Home hemodialysis is more involved. You’ll need a dedicated electrical supply with surge protection to safeguard the machine’s electronics, a water treatment system (since hemodialysis requires purified water), and proper drainage. The water system needs adequate pressure, and treated and untreated water lines must be clearly separated. Your dialysis provider typically arranges a home assessment and helps coordinate any plumbing or electrical work, but the modifications are real and can take weeks to complete before you start treatment.
The Emotional and Physical Burden
Beyond the technical skills, the psychological weight of managing your own dialysis is what many patients underestimate. You become responsible for a treatment that keeps you alive, every single day, in your own home. The space where you relax becomes a clinical environment. Machine complications, alarms at 3 a.m., supply deliveries filling your spare room, and the constant awareness that a mistake could lead to infection all contribute to what researchers call “home dialysis burden.”
For home HD patients specifically, the combination of self-cannulation anxiety, machine troubleshooting, maintenance responsibilities, and the fear of a catastrophic event like uncontrolled bleeding or air in the line creates a type of stress that’s qualitatively different from what in-center patients experience.
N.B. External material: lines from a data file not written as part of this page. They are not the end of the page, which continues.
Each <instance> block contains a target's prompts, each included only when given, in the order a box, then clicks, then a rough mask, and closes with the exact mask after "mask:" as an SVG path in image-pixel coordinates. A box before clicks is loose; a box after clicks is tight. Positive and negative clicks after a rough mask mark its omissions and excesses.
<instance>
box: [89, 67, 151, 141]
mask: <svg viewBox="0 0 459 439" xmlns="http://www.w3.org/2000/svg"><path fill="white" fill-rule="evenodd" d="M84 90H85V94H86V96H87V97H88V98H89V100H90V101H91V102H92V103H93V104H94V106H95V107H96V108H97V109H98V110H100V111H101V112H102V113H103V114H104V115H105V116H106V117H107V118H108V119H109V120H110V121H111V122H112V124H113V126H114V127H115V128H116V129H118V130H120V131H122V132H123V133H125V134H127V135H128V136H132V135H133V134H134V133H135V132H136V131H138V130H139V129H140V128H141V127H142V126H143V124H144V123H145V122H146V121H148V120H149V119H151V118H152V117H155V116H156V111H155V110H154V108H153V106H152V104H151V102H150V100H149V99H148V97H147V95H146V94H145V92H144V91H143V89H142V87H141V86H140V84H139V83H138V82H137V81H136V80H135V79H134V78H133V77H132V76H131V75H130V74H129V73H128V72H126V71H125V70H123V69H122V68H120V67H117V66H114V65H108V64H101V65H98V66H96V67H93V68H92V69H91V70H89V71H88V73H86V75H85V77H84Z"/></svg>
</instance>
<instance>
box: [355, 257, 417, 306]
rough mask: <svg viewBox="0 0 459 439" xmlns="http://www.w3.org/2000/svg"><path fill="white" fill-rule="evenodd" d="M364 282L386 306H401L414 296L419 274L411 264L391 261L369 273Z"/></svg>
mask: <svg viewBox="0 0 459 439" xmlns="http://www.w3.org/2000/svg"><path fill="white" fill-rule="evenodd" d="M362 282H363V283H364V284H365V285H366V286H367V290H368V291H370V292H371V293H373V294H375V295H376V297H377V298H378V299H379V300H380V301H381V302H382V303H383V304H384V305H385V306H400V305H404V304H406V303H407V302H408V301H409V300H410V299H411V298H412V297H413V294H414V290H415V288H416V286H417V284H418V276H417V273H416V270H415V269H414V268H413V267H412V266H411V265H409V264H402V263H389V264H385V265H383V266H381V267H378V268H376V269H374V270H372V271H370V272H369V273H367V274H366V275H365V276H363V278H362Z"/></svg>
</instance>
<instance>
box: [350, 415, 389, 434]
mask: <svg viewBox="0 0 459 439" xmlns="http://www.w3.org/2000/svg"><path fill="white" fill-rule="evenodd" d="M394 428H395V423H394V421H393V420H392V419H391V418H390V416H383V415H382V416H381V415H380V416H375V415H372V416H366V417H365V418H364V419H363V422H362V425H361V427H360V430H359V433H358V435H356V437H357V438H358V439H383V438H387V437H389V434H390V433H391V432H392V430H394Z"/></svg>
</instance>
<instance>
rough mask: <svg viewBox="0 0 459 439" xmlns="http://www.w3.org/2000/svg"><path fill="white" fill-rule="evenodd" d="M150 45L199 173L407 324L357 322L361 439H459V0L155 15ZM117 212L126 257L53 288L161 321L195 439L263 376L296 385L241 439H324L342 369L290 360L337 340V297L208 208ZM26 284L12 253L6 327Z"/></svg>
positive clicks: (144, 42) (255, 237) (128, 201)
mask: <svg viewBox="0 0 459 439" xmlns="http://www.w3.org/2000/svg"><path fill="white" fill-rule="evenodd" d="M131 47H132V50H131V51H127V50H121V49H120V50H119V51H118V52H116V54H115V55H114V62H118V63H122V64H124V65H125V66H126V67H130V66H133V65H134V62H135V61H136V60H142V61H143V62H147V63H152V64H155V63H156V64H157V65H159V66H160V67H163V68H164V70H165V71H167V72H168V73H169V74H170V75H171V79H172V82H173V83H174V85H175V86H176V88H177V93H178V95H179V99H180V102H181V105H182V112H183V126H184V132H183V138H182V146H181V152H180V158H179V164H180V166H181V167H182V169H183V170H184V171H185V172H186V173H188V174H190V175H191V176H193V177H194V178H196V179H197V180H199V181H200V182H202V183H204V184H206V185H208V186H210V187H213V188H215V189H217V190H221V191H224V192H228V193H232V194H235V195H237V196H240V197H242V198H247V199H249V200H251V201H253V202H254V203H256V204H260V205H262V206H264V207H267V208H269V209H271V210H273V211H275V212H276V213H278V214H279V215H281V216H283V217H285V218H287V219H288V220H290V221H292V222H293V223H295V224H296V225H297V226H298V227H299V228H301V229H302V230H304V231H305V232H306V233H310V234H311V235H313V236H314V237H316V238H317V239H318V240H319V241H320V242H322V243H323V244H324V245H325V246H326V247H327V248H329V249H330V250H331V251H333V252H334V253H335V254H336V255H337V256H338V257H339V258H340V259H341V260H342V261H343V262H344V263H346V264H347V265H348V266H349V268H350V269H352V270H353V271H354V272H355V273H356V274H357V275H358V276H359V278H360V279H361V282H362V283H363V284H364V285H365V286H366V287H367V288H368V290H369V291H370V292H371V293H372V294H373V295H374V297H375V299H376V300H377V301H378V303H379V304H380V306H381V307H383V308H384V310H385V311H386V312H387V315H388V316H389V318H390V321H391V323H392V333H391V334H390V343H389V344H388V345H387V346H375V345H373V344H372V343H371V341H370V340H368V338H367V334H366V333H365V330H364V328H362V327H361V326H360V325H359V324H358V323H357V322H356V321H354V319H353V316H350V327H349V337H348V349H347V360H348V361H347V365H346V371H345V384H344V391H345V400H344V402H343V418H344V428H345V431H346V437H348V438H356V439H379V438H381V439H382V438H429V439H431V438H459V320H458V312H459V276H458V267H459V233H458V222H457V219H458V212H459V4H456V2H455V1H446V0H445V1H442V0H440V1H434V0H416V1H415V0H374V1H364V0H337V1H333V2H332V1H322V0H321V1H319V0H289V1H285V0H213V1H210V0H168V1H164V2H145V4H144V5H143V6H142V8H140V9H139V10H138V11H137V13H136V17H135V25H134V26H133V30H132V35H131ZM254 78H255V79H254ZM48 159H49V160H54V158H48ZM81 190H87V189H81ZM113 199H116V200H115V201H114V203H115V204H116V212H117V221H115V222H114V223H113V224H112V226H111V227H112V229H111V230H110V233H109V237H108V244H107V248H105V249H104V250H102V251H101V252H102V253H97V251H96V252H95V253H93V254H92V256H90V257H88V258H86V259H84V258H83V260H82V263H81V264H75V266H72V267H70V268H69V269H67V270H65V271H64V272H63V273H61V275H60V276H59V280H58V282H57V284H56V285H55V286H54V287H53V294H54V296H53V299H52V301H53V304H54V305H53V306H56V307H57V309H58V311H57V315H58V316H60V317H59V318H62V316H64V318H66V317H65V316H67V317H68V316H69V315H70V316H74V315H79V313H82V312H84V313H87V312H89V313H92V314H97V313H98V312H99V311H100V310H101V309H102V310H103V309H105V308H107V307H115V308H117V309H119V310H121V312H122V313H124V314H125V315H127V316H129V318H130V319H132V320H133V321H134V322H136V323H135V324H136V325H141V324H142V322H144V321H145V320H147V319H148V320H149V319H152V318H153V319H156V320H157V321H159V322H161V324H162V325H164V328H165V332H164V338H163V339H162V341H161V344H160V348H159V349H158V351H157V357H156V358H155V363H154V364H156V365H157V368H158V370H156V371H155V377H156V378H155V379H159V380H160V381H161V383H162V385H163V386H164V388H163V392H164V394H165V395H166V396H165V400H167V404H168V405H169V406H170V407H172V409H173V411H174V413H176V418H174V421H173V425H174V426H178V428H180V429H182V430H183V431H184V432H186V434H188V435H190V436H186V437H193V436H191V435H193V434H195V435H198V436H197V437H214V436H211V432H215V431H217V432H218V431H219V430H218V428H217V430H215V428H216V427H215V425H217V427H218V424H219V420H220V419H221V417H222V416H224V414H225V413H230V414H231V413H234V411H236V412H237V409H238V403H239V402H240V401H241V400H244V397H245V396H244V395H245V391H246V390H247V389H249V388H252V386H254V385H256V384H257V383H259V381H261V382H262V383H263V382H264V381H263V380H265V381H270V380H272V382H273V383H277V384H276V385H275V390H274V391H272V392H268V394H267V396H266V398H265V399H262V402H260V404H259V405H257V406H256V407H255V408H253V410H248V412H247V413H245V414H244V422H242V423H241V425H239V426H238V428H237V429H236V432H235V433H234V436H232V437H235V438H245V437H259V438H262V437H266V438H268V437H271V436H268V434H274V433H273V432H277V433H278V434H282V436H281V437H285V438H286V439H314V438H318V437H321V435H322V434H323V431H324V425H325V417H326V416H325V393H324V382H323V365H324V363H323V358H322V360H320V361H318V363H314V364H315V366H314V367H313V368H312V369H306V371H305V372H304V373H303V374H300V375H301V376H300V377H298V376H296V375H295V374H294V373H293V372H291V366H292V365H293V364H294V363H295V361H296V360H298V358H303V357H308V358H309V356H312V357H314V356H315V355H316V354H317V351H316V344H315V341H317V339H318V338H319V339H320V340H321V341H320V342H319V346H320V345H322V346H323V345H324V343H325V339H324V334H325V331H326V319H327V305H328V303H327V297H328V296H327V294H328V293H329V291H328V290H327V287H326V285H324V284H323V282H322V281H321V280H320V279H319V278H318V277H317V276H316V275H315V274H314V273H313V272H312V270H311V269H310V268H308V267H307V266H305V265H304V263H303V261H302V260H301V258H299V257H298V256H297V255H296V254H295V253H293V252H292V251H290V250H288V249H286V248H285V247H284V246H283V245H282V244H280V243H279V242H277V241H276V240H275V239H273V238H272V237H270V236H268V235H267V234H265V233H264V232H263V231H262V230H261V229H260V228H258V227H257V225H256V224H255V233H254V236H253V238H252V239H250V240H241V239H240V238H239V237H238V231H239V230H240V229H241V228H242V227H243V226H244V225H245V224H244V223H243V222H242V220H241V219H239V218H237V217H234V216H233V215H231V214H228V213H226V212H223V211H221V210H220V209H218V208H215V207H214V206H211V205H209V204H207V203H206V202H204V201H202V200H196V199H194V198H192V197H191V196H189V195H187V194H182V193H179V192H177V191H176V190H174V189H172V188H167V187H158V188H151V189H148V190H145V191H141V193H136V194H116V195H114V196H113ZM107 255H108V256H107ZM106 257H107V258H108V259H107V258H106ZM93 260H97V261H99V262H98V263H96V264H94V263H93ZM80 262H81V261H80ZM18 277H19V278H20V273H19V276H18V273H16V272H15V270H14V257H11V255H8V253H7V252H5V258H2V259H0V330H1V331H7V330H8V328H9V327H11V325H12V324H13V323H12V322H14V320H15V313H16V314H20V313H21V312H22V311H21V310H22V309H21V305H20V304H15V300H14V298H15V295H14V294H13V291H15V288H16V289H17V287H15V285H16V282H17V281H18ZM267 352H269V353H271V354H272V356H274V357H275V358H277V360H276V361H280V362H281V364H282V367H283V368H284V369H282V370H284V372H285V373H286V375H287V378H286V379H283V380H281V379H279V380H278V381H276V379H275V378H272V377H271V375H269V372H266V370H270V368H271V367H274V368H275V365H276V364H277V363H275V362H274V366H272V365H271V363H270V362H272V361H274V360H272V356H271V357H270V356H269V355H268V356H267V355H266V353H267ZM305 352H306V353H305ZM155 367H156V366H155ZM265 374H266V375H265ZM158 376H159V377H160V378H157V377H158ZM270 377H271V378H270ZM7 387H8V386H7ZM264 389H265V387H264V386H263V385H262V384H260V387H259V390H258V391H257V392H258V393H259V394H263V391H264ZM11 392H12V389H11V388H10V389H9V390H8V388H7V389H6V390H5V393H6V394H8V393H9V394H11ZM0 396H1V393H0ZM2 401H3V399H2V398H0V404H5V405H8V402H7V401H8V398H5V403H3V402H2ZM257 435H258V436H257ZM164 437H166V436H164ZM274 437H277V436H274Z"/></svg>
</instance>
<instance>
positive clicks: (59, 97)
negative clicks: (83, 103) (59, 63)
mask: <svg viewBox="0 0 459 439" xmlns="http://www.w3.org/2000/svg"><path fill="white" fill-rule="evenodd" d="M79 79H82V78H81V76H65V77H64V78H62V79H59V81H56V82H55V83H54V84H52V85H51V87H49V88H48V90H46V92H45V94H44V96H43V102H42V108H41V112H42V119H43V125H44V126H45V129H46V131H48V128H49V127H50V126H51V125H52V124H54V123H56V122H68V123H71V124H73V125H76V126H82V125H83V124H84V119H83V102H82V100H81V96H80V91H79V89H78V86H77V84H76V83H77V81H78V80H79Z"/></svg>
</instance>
In-center patients can feel passive and frustrated by their dependence on a clinic schedule. Home patients can feel overwhelmed by autonomy.
That said, many home dialysis patients report greater flexibility, better quality of life, and a sense of control that they value highly. Peritoneal dialysis in particular allows for travel, a more liberal diet, and fewer disruptions to work. The difficulty is real, but for many people it’s a worthwhile trade-off compared to spending 12 or more hours per week in a dialysis center.